Nivin-sign(For a Spanish language version of this post, click here.)

 

This past week, my colleague Elizabeth Cruzado Carranza and I visited Nivín Arqueologia about 25 km from Casma, on the north central coast of Peru.  We were not really certain what to expect.  We had corresponded via the PIARA and Nivín Facebook pages with Gustavo Valencia Tello a professor in the Nivín k-12 school of 50 students.  We knew that Professor Valencia established a museum connected to the school.  We also knew that Nivín is located in an archaeologically rich part of Peru’s north coast.  We knew that over the past five years Professor Valencia had convinced many area residents to donate their “looted” collections to the school’s museum.  Finally, Professor Valencia had noted that there was little interest from the professional archaeological community in the sites at Nivín.  That is pretty much what we knew about Nivín when we arrived in Casma this past Sunday.

Nivin-Museum-entry
Nivín Archaeology: Searching for our identity

On Sunday evening Professor Valencia invited us to his home for dinner and conversation.  We agreed on a schedule of going to Nivín on Monday morning to tour the museum and school and returning on Tuesday to visit the nearby archaeological sites and meet with the other Nivín teachers.
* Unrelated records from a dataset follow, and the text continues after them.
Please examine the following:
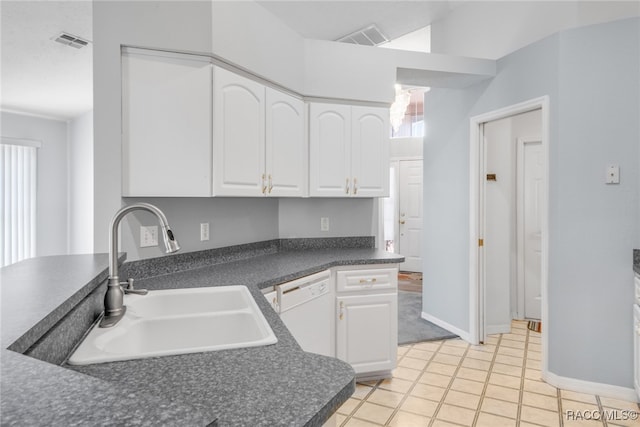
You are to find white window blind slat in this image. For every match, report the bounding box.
[0,144,37,267]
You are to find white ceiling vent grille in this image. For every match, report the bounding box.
[53,33,91,49]
[337,25,389,46]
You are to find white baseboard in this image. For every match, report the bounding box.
[485,323,511,335]
[542,371,639,402]
[421,311,471,342]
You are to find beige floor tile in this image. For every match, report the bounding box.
[525,359,542,371]
[491,362,522,377]
[444,390,480,411]
[443,338,469,348]
[367,388,405,408]
[438,345,467,356]
[520,406,560,427]
[500,340,524,350]
[496,354,524,366]
[456,366,487,382]
[433,352,462,366]
[353,402,393,425]
[485,384,520,403]
[524,368,542,381]
[393,366,422,382]
[337,397,360,415]
[527,351,542,360]
[418,372,451,388]
[480,396,518,420]
[498,346,524,358]
[378,378,413,393]
[600,396,640,411]
[351,384,373,399]
[389,411,431,427]
[400,396,438,417]
[461,357,491,371]
[426,362,458,375]
[436,404,476,426]
[431,420,460,427]
[489,372,522,389]
[524,379,558,397]
[560,390,598,405]
[465,349,493,362]
[413,341,442,353]
[411,383,446,402]
[476,412,517,427]
[345,418,380,427]
[522,391,559,412]
[502,334,527,342]
[398,357,428,371]
[451,378,484,395]
[405,347,433,360]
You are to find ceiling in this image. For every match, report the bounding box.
[0,0,453,120]
[258,0,452,40]
[0,0,93,120]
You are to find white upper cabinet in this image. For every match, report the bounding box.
[213,67,265,196]
[309,103,389,197]
[351,107,389,197]
[309,103,351,197]
[122,50,212,197]
[264,88,309,197]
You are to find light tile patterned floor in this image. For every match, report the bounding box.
[337,321,640,427]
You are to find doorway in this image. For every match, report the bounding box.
[469,97,549,370]
[384,158,423,272]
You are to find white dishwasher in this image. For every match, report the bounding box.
[275,271,336,357]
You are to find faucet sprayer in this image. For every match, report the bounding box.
[100,203,180,328]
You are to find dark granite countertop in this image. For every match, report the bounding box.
[1,241,403,426]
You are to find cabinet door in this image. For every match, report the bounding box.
[213,67,266,196]
[351,107,389,197]
[266,88,308,197]
[309,103,351,197]
[122,52,212,197]
[336,293,398,374]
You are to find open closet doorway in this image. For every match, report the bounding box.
[469,97,549,374]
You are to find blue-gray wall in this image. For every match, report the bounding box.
[423,18,640,388]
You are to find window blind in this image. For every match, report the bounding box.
[0,137,40,267]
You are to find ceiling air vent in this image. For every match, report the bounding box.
[337,25,389,46]
[53,33,91,49]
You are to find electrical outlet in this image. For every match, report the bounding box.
[140,225,158,248]
[200,222,209,242]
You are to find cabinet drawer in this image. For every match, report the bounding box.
[336,268,398,292]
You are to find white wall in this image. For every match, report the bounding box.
[423,19,640,388]
[68,111,93,254]
[278,198,378,239]
[431,1,640,59]
[1,112,68,256]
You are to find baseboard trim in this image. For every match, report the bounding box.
[485,323,511,335]
[542,371,639,402]
[421,311,471,342]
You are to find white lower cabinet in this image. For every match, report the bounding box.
[335,266,398,379]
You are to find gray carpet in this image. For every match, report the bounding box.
[398,291,457,344]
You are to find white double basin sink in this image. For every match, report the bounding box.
[68,286,278,365]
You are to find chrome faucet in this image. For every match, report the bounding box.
[100,203,180,328]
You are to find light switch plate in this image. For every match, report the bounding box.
[605,165,620,184]
[140,225,158,248]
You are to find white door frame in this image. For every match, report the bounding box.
[469,95,549,372]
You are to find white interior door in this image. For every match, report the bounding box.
[396,160,422,272]
[517,139,544,319]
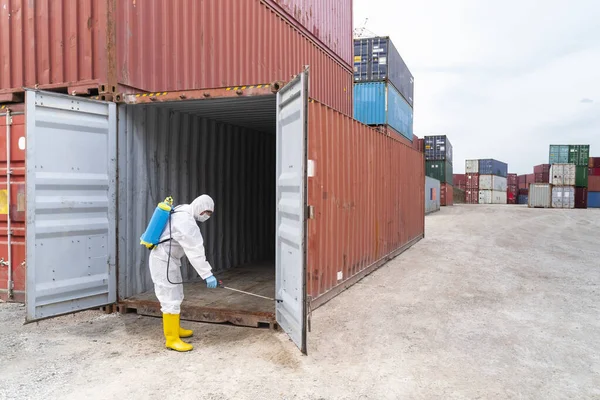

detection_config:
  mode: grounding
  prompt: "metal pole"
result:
[6,110,13,299]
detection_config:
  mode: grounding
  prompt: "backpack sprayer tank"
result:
[140,196,173,250]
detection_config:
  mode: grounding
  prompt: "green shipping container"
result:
[575,165,589,187]
[548,144,569,164]
[425,161,453,185]
[569,144,590,166]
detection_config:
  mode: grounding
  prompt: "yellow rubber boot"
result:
[179,326,194,338]
[163,314,194,351]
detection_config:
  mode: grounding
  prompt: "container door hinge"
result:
[306,296,312,333]
[306,206,315,219]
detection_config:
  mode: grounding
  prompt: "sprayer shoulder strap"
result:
[156,206,180,246]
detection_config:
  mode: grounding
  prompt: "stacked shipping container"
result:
[587,157,600,208]
[0,0,353,115]
[465,160,479,204]
[548,145,590,208]
[506,174,519,204]
[465,159,508,204]
[353,37,414,141]
[423,135,454,206]
[0,0,426,354]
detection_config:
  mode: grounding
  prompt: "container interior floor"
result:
[118,95,276,327]
[125,262,275,328]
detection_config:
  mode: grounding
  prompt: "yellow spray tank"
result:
[140,196,173,250]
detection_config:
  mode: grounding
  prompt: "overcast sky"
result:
[354,0,600,174]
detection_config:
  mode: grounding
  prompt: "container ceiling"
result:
[134,95,277,133]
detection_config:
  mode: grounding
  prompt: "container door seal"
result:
[26,90,117,321]
[275,70,308,354]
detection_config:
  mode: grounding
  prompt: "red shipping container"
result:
[466,174,479,191]
[517,175,527,189]
[533,164,550,174]
[526,174,536,189]
[588,175,600,192]
[452,174,467,187]
[465,189,479,204]
[0,110,26,303]
[440,183,454,206]
[588,157,600,168]
[588,167,600,176]
[506,184,519,204]
[265,0,354,67]
[575,187,587,208]
[307,103,425,306]
[534,172,550,183]
[0,0,353,115]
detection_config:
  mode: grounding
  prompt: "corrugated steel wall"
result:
[353,82,413,140]
[0,0,108,91]
[425,176,441,214]
[266,0,353,66]
[0,114,26,302]
[118,106,275,298]
[117,0,352,115]
[307,102,425,299]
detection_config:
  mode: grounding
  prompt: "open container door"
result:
[275,71,308,354]
[25,90,117,321]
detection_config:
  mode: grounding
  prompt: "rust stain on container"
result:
[307,102,425,299]
[0,110,26,302]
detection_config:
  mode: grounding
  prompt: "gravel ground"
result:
[0,205,600,399]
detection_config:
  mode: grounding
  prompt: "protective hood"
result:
[190,194,215,222]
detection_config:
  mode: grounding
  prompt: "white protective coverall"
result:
[149,195,214,314]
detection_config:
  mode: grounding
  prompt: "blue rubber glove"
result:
[206,275,217,289]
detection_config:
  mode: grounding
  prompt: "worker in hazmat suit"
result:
[150,194,217,351]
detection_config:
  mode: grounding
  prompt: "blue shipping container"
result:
[548,144,569,164]
[517,194,529,204]
[425,176,441,214]
[479,158,508,178]
[354,82,413,142]
[423,135,452,164]
[588,192,600,208]
[354,37,414,107]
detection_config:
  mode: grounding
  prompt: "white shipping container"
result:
[479,175,508,192]
[550,164,577,186]
[527,183,552,208]
[479,190,506,204]
[465,160,479,174]
[552,186,575,208]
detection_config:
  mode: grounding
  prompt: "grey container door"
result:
[26,90,117,321]
[275,71,308,354]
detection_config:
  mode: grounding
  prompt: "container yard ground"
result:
[0,205,600,399]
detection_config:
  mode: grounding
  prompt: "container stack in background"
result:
[465,160,479,204]
[353,37,414,145]
[425,176,440,215]
[517,175,529,204]
[452,174,467,204]
[587,157,600,208]
[506,174,519,204]
[478,158,508,204]
[549,145,590,208]
[0,0,425,336]
[423,135,454,206]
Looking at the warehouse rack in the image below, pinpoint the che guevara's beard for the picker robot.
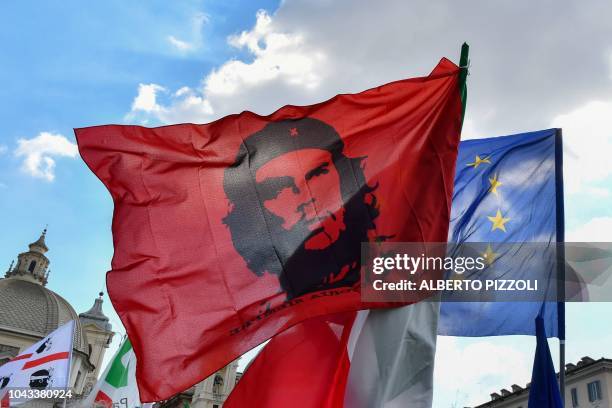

On Monday morning we headed toward the outskirts of Casma and turned onto an unpaved road for the 25 km bouncing ride to Nivín.  I have to admit that I began to wonder what Eli and I had gotten ourselves into.  Except for the town of San Rafael about half-way in, the landscape was dotted with the occasional cane thatch house, agricultural fields, scattered grazing livestock and not much else.  I wondered what kind of museum could be at the end of this road?

museum-exhibit
Exhibits in the Nivín Museum

After a one hour ride, we came to a sign that read “NIVIN” with nothing else in sight.  We then continued around the bend in the road and came upon what I can best describe as an oasis in a dusty desert.  The Nivín school is a manicured space that stands out from the landscape.  Here is what we saw:

  • the museum that Professor Valencia painstakingly put together over a five-year period.  The materials are donated by area residents who looted/collected the materials over the years, often from their own agricultural lands.  Professor Valencia uses these materials in his classes to explain everything from ceramic production techniques, cultural identity, osteology, culture change and more.  Eli and I had gone to Nivín to discuss how we might assist Professor Valencia in his project.   We quickly realized that we were the students that learned much from him during our brief visit.  The school in Nivín better incorporates archaeological methods into teaching natural and social sciences than any k-12 school I have experienced in the U.S.
  • Mango
    Young mango tree in the school garden.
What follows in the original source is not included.